Researchers at Kaist and Deepauto.ai introduced Universalrag, a rag frame that retrieves and integrates knowledge from various modal-specific sources (text, images, videos) and multiple granularity levels. Unlike traditional methods, embedding all patterns into shared spaces, resulting in modal bias, Universalrag uses a modal-aware routing mechanism to dynamically select the most relevant corpus based on query. It further improves retrieval accuracy by organizing each method into a granular corpus, such as paragraphs or video clips. Universalrag consistently outperforms unified and modal-specific benchmarks in eight multimodal benchmarks, demonstrating its adaptability to various query requirements.
Universalrag is a search-based generation framework that can handle queries in various ways and data granularity. Unlike the standard rag model limited to a single corpus, Universal separates knowledge into text, image and video corpus, each with fine-grained and coarse grades. The routing module first determines the best way and granularity for a given query, selects between options such as paragraphs, complete documents, video clips, or full videos, and retrieves relevant information accordingly. The router can be an LLM-free classifier or a trained model using heuristic labels in the benchmark dataset. The LVLM then generates the final response using the selected content.
The experimental setup evaluated Universal Studios in six search scenarios: no searches, paragraphs, documents, images, clips, and videos. For none return, MMLU test common sense. Paragraph-level tasks use squads and natural problems, while HotPotQA handles retrieval of multi-hop documents. Image-based queries are from WebQA, and video-related queries are from LVBench and Videorag datasets, divided into editing and full video levels. The corresponding search corpus is curated for each mode – YouTube videos based on Wikipedia’s text, image WebQA and video tasks. This comprehensive benchmark ensures a powerful assessment of various methods and retrieval granularity.
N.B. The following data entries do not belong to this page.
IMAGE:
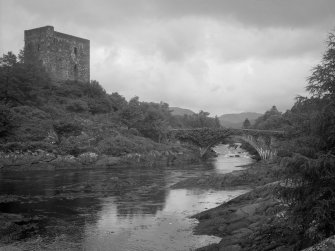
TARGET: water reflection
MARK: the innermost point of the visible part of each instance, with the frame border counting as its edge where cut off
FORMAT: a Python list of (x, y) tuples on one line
[(115, 209)]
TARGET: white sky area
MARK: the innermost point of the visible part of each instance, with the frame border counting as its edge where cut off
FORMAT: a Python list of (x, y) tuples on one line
[(220, 56)]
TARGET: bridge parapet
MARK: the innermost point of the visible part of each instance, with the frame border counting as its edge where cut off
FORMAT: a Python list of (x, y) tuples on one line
[(206, 138)]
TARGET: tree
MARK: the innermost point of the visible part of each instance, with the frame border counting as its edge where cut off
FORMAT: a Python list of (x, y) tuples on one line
[(322, 81), (246, 123), (310, 179)]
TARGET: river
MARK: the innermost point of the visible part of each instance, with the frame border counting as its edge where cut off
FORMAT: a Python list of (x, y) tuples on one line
[(114, 209)]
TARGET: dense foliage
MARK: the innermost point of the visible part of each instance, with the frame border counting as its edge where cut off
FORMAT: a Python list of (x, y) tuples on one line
[(77, 116), (309, 190)]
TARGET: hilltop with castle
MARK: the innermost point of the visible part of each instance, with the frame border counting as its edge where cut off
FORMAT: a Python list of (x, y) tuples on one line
[(65, 57)]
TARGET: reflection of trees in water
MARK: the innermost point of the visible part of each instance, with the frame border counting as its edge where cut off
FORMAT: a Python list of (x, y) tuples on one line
[(147, 197), (35, 197)]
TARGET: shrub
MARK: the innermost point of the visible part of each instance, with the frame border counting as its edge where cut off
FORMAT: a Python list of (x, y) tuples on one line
[(67, 128), (77, 106)]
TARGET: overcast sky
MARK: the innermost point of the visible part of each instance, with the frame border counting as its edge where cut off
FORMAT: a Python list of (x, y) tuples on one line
[(221, 56)]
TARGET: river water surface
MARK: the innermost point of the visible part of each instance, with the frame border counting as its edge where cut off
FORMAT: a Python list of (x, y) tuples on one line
[(115, 209)]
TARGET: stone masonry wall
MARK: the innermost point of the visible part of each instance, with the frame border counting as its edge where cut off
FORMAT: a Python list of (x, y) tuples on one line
[(65, 57)]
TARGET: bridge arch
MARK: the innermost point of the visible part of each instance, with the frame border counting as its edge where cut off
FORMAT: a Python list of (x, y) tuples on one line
[(263, 141)]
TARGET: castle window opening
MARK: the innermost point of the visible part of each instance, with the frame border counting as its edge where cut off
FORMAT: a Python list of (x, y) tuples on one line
[(75, 70)]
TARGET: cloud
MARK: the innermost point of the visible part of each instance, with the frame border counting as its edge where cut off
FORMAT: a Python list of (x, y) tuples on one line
[(217, 55)]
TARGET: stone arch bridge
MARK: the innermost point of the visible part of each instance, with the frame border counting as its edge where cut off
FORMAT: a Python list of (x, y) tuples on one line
[(264, 141)]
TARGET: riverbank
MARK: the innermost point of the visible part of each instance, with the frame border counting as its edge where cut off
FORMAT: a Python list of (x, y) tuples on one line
[(252, 221), (252, 176), (42, 160)]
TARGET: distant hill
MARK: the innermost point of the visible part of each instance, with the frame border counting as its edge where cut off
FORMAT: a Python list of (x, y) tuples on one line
[(180, 111), (235, 120)]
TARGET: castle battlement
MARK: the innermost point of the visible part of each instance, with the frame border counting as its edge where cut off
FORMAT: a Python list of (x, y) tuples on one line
[(65, 57)]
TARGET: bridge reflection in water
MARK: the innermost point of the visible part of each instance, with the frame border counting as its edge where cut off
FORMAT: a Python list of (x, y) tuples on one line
[(265, 142)]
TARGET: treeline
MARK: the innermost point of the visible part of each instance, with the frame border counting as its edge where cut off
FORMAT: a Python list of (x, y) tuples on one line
[(309, 154), (32, 106)]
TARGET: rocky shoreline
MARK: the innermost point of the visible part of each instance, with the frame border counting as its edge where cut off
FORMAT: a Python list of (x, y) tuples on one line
[(252, 221), (41, 160)]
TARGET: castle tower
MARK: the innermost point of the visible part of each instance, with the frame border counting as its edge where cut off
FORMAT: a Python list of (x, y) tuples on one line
[(65, 57)]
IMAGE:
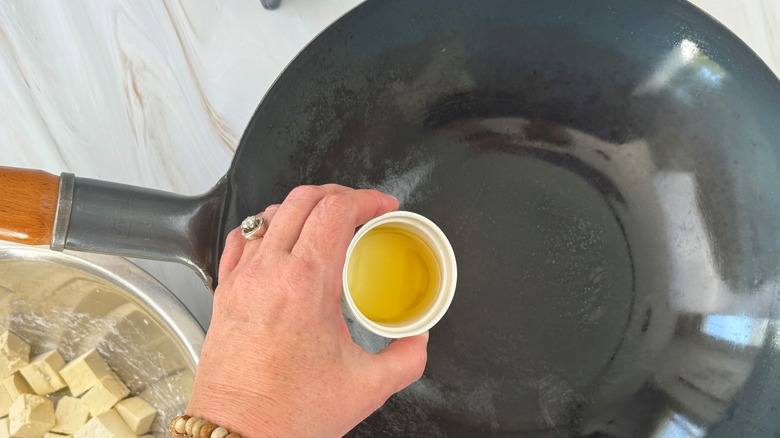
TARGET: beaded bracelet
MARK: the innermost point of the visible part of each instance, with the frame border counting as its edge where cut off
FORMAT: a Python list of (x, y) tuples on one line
[(194, 427)]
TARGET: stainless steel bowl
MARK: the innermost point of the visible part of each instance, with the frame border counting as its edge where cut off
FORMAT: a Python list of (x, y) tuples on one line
[(74, 303)]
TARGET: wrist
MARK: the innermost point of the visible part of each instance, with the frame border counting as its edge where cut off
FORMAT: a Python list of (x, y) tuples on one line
[(248, 415)]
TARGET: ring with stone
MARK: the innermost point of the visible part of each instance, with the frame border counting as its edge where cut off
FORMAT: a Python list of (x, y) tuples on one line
[(253, 227)]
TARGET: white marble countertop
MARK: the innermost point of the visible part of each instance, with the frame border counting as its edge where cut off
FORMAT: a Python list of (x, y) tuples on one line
[(156, 93)]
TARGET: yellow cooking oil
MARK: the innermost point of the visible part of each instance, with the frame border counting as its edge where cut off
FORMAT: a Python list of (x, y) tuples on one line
[(393, 275)]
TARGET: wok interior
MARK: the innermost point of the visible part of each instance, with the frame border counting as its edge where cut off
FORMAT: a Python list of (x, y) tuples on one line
[(605, 172), (60, 306)]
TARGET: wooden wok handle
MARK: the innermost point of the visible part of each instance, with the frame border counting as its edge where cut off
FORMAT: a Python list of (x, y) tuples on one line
[(28, 203)]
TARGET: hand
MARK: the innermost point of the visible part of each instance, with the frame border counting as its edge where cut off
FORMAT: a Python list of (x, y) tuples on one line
[(278, 359)]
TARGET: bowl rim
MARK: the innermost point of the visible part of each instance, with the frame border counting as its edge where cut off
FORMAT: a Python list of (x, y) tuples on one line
[(144, 289)]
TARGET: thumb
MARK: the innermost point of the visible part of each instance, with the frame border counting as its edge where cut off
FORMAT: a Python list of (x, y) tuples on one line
[(402, 362)]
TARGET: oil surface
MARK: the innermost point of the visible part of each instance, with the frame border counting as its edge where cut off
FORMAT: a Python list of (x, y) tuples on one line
[(393, 275)]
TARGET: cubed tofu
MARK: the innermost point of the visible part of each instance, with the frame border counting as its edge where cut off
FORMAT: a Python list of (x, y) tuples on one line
[(71, 413), (84, 372), (106, 425), (43, 373), (137, 413), (16, 385), (31, 416), (4, 433), (105, 394), (14, 353), (5, 401)]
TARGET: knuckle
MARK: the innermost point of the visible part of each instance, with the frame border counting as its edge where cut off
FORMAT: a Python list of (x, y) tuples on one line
[(304, 192), (334, 204)]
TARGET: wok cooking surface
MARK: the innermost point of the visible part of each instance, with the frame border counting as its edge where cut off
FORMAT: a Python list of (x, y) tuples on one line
[(601, 187)]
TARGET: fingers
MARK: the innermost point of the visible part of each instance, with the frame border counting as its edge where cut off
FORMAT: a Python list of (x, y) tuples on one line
[(401, 363), (333, 220), (253, 245), (236, 246), (293, 213)]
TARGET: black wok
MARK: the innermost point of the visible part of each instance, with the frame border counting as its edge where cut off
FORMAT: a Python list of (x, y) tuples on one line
[(606, 171)]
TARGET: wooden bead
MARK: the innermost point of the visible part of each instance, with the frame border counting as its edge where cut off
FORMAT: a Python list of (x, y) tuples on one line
[(188, 426), (196, 428), (178, 424), (205, 430), (219, 432)]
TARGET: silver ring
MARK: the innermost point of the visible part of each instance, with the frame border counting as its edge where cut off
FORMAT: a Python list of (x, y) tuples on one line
[(253, 227)]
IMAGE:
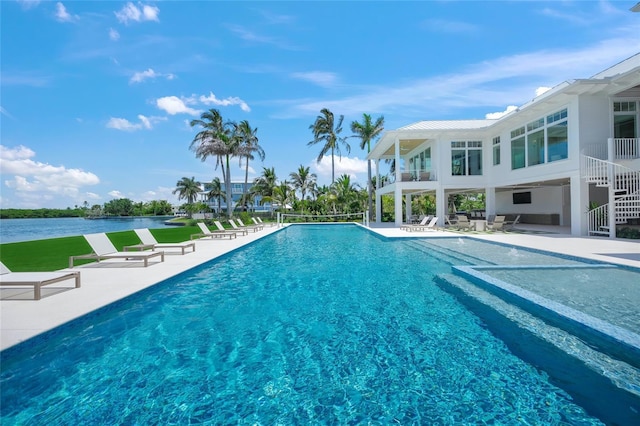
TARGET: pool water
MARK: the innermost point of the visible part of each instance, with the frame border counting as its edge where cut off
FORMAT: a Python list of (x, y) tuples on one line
[(314, 324)]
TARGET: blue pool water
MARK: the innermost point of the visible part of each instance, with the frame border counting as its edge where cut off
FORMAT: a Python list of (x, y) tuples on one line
[(314, 324)]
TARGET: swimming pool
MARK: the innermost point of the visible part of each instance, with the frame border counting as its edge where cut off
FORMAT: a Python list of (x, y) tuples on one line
[(313, 324)]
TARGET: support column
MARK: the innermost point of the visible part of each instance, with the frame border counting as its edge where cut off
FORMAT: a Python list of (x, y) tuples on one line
[(490, 201), (441, 206), (579, 191)]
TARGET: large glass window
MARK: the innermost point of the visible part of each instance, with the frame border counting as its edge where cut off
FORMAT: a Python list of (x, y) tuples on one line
[(517, 153), (543, 140), (535, 148), (557, 142), (496, 150), (466, 158)]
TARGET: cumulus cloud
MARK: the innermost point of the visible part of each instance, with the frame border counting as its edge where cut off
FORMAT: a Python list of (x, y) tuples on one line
[(320, 78), (500, 114), (174, 105), (127, 126), (232, 100), (132, 13), (542, 90), (114, 34), (31, 179), (139, 77), (62, 15)]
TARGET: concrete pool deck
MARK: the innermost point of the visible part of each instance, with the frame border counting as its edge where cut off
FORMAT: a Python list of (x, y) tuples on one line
[(103, 283)]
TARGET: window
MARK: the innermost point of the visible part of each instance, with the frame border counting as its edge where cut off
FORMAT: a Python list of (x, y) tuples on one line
[(496, 150), (541, 141), (466, 158)]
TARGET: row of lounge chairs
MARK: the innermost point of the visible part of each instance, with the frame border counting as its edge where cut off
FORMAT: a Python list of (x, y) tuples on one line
[(102, 249)]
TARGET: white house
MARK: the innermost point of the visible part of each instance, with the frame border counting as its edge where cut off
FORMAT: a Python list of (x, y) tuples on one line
[(551, 161)]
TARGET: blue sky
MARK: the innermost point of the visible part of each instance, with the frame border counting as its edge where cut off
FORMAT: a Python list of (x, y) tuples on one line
[(96, 96)]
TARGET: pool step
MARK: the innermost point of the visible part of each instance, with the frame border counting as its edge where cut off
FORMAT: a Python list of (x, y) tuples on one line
[(607, 387)]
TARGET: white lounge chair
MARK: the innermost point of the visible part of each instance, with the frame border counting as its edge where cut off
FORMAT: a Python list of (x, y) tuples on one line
[(431, 226), (497, 224), (257, 226), (242, 229), (147, 239), (408, 226), (463, 223), (258, 221), (103, 249), (206, 232), (35, 279)]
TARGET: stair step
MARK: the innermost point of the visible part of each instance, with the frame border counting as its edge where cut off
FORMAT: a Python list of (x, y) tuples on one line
[(561, 354)]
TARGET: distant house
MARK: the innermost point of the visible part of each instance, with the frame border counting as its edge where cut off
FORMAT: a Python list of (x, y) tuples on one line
[(569, 157), (237, 189)]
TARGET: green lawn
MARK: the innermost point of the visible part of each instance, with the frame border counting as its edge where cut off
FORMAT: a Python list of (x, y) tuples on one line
[(53, 254)]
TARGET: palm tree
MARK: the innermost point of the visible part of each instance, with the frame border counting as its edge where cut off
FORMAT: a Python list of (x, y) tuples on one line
[(367, 132), (215, 191), (326, 130), (216, 138), (188, 189), (247, 147), (265, 184), (303, 180)]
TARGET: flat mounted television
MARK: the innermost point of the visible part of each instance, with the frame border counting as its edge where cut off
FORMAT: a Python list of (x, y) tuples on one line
[(522, 198)]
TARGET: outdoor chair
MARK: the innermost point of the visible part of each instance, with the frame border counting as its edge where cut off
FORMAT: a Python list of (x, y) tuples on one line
[(408, 226), (220, 233), (463, 223), (35, 279), (252, 225), (148, 240), (104, 249), (243, 229), (509, 225), (497, 224), (431, 226)]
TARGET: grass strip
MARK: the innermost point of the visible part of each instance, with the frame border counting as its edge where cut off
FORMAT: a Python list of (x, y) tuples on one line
[(53, 254)]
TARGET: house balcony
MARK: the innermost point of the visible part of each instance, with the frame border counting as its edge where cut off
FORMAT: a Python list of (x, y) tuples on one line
[(615, 150)]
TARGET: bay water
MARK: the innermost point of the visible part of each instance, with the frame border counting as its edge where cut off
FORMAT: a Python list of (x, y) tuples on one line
[(15, 230)]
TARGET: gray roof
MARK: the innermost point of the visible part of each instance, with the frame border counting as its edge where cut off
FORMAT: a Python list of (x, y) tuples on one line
[(448, 125)]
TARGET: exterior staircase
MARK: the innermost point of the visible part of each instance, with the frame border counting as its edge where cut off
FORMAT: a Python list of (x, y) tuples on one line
[(624, 194)]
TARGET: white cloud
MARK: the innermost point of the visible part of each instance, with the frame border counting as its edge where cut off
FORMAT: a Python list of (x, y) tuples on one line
[(127, 126), (542, 90), (139, 77), (174, 105), (320, 78), (32, 179), (132, 13), (497, 115), (114, 34), (28, 4), (500, 81), (62, 15), (212, 100)]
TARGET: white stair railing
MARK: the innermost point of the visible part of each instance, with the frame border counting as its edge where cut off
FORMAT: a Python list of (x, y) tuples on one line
[(625, 189)]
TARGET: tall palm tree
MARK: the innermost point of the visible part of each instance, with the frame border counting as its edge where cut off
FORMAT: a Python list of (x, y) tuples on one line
[(188, 189), (265, 184), (216, 191), (368, 131), (303, 180), (326, 130), (247, 146), (216, 139)]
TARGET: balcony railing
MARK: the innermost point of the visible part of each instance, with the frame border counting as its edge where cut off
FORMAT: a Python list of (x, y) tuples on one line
[(409, 176)]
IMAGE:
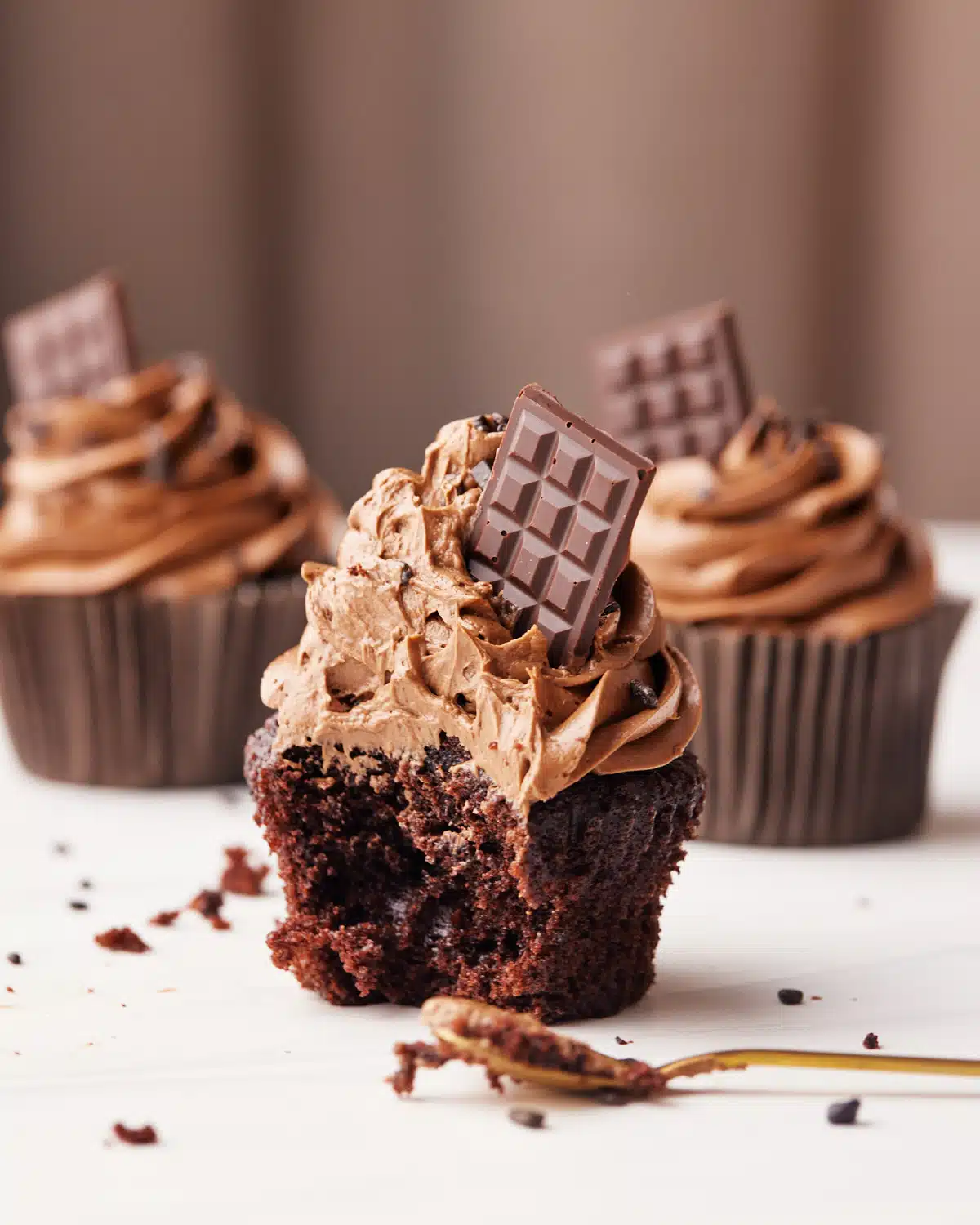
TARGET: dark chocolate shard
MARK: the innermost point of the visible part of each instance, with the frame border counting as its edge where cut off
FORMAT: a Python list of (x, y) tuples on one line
[(551, 533), (70, 345), (674, 387), (844, 1111), (490, 423)]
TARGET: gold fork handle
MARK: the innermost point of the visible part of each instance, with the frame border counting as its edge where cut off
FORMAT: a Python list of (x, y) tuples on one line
[(720, 1061)]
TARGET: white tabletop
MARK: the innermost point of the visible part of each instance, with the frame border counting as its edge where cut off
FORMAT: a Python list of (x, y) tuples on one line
[(271, 1104)]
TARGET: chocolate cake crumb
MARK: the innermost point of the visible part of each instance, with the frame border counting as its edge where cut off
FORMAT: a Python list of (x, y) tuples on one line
[(490, 423), (610, 1097), (644, 695), (146, 1134), (208, 904), (411, 1058), (239, 876), (122, 940), (844, 1112)]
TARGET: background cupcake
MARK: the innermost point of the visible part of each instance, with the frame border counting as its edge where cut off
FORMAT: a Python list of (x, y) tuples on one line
[(149, 546), (808, 610)]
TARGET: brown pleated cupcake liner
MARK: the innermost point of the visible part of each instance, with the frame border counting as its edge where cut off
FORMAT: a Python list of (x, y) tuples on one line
[(127, 691), (813, 742)]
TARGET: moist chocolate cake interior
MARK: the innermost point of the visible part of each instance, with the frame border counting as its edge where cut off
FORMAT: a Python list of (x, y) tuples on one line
[(416, 877)]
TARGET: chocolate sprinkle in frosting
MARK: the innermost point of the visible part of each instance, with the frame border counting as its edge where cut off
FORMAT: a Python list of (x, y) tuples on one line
[(644, 695)]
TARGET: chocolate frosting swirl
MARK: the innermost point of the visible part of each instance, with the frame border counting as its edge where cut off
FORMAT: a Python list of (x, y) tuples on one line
[(161, 480), (402, 646), (791, 529)]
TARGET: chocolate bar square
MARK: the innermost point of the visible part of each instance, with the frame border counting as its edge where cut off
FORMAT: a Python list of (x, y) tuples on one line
[(675, 387), (553, 528), (70, 345)]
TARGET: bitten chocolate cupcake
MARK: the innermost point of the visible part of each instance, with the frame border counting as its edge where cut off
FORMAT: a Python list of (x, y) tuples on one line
[(477, 781), (808, 608), (149, 541)]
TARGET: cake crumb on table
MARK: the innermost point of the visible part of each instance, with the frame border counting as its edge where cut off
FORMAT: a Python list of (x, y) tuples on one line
[(208, 904), (239, 876), (122, 940), (145, 1134)]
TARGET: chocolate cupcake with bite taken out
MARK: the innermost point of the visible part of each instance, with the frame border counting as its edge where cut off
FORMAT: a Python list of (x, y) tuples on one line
[(149, 544), (477, 779)]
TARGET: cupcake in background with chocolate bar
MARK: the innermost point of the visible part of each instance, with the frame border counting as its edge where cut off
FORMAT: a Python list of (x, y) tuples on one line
[(810, 610), (477, 781), (149, 543), (805, 603)]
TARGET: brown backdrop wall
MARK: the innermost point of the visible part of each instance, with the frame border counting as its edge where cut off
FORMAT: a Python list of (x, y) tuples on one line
[(381, 213)]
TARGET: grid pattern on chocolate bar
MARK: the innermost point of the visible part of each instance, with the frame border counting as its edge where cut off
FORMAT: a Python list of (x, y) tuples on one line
[(553, 528), (675, 387), (71, 343)]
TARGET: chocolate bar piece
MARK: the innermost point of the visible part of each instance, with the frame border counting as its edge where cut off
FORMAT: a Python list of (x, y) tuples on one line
[(553, 528), (71, 343), (675, 387)]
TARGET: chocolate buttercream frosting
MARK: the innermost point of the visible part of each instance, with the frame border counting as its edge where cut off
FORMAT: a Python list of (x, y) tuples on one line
[(161, 480), (791, 529), (403, 646)]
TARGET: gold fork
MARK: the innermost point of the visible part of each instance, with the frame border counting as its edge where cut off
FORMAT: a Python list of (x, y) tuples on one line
[(523, 1049)]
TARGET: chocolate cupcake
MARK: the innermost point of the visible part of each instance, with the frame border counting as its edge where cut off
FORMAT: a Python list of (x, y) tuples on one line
[(810, 610), (149, 541), (461, 799)]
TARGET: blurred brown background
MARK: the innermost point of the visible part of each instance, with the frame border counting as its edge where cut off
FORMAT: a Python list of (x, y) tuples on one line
[(377, 215)]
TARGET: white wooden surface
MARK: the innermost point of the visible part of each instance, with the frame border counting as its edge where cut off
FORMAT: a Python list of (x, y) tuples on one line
[(271, 1104)]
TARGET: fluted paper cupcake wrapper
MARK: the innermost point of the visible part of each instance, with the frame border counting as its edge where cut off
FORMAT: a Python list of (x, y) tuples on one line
[(811, 742), (129, 691)]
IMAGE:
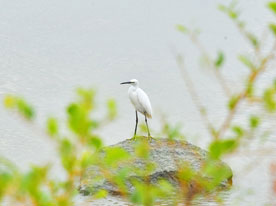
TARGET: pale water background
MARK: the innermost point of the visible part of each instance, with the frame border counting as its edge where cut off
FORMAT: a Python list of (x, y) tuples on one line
[(48, 48)]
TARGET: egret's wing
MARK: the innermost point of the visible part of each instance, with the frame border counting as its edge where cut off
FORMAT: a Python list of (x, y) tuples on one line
[(144, 101)]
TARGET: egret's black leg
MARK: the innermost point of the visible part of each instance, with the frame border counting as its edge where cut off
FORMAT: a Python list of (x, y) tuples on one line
[(136, 123), (147, 125)]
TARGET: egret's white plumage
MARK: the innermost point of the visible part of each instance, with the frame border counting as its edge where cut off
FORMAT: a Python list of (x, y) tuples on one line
[(140, 101)]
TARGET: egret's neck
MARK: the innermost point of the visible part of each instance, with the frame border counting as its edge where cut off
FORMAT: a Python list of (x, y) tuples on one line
[(133, 87)]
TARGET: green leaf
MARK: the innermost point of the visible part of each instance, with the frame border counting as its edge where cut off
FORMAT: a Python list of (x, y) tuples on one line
[(220, 59), (95, 142), (273, 28), (52, 126), (239, 131), (272, 6), (269, 99), (233, 101), (253, 39), (219, 147), (216, 173), (115, 155), (112, 109), (254, 121)]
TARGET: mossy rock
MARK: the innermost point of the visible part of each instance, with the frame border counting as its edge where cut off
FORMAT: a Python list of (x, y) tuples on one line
[(167, 159)]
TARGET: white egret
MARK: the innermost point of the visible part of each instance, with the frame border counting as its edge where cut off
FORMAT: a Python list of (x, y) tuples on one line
[(140, 101)]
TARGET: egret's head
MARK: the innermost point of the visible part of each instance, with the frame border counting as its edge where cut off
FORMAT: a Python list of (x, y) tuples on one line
[(133, 82)]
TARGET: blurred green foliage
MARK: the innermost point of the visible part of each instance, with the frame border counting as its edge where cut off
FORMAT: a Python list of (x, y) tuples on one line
[(79, 149)]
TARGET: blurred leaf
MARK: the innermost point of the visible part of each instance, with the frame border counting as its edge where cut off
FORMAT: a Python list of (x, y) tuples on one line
[(250, 89), (68, 156), (216, 173), (219, 147), (220, 59), (253, 39), (272, 6), (52, 126), (273, 28), (95, 142), (239, 131), (269, 99), (115, 155), (233, 101)]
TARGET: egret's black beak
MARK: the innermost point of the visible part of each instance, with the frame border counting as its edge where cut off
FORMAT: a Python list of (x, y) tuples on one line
[(125, 83)]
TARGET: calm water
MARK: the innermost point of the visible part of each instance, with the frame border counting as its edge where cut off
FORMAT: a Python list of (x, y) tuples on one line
[(48, 48)]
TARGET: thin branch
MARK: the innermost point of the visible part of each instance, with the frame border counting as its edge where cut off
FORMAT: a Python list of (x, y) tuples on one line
[(244, 94), (217, 73), (195, 98)]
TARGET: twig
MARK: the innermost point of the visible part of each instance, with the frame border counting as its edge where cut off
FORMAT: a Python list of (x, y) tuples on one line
[(195, 98), (252, 79), (217, 73)]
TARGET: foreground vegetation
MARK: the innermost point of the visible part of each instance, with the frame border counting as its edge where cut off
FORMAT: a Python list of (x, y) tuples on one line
[(79, 149)]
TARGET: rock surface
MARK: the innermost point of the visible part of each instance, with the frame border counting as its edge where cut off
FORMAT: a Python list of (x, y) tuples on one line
[(166, 156)]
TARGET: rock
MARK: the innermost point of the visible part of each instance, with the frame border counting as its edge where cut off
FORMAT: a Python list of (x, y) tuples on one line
[(166, 155)]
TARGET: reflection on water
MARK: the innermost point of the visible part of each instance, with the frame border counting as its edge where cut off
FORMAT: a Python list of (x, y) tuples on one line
[(210, 200)]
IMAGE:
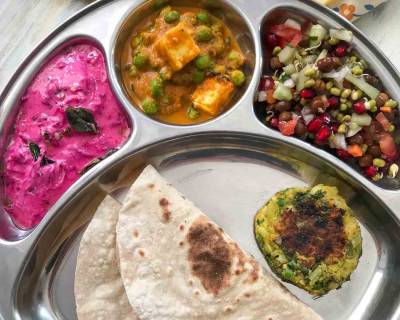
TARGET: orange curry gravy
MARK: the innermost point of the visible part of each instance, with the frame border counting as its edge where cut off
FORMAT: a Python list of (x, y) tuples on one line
[(182, 65)]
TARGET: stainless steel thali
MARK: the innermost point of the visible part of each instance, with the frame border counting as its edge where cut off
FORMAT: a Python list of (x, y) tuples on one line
[(228, 167)]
In short, Universalrag is a search-based generation framework that can retrieve knowledge from a variety of ways and granularity levels. Unlike existing rag methods that rely on a single (usually text-only) corpus or single-mode source, Universal routes the query’s queries dynamically to the most appropriate modal and granularity-specific corpus. This approach solves problems such as modal gaps and strict retrieval structures. In eight multimodal benchmarks, Universalrag was evaluated on eight multimodal benchmarks, outperforming unified and modal specific benchmarks. The study also highlights the benefits of fine-grained retrieval and highlights how well-trained and train-free routing mechanisms contribute to robust, flexible multimodal reasoning.
Check Paper. Also, don’t forget to follow us twitter And join us Telegram Channel and LinkedIn GrOUP. Don’t forget to join us 90K+ ml reddit. To promote and partnership, Please talk to us.
🔥 [Register Now] Minicon Agesic AI Virtual Conference: Free Registration + Certificate of Attendance + 4-hour Short Event (May 21, 9am-1pm) + Hands-On the Workshop

Sana Hassan, a consulting intern at Marktechpost and a dual-degree student at IIT Madras, is passionate about applying technology and AI to address real-world challenges. He is very interested in solving practical problems, and he brings a new perspective to the intersection of AI and real-life solutions.